The hoverchair hummed softly as Bastrop pivoted to face the same sweeping galactic panorama. “I haven’t changed—but then, you all think I was insane when I began this expedition. Why should you think differently of me now?”
The Shipmaster’s tone was kindly. Like nearly every other member of the crew, he genuinely liked the Old Man. It was Bastrop’s obsession that was hated, not the individual behind it. Nor was great wealth, as is so often the case, an issue. Gibeon Bastrop was admired for starting from nothing and making his mammoth fortune through the astute application of genius and plain hard work.
“We don’t think you’re crazy, Mr. Bastrop. Just in thrall to a falsehood.”
Gibeon Bastrop looked up at the younger man. “Is that a crime?”
“No sir,” Tyrone replied patiently. “But you must realize that your obsession is not shared by your crew. Initial enthusiasm gave way to tolerance, then to grudging compliance, and most recently to exasperation. I have worked hard to keep it from progressing to the next step.” He leaned toward the floating chair that kept Gibeon Bastrop not only mobile, but alive. “Word that we have finally struck for home would immediately alleviate any potential problem and eliminate tension among discontented personnel.”

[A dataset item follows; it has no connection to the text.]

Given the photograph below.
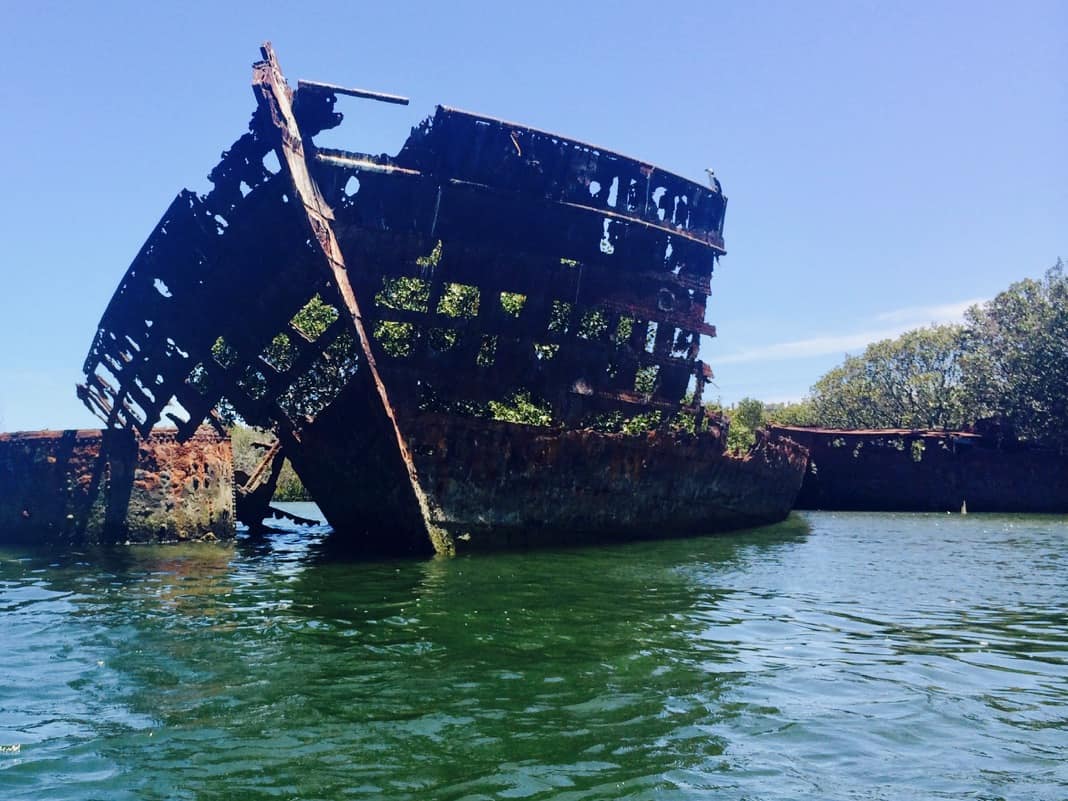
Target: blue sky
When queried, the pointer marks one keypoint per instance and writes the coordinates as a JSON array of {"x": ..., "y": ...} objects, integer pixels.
[{"x": 886, "y": 165}]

Bastrop nodded thoughtfully. Even his enfeebled voice, when he replied, was one that could still command fleets and minions. “We’ve come to find the Chauna. We will search until we do so.”
Tyrone’s lips tightened. His response was devoid of insolence, but firm. “At the risk of voicing a cliché, sir, money can’t buy everything. It can’t buy you people.”
“No, but it can damn well rent them for me,” Bastrop declared with knowing confidence.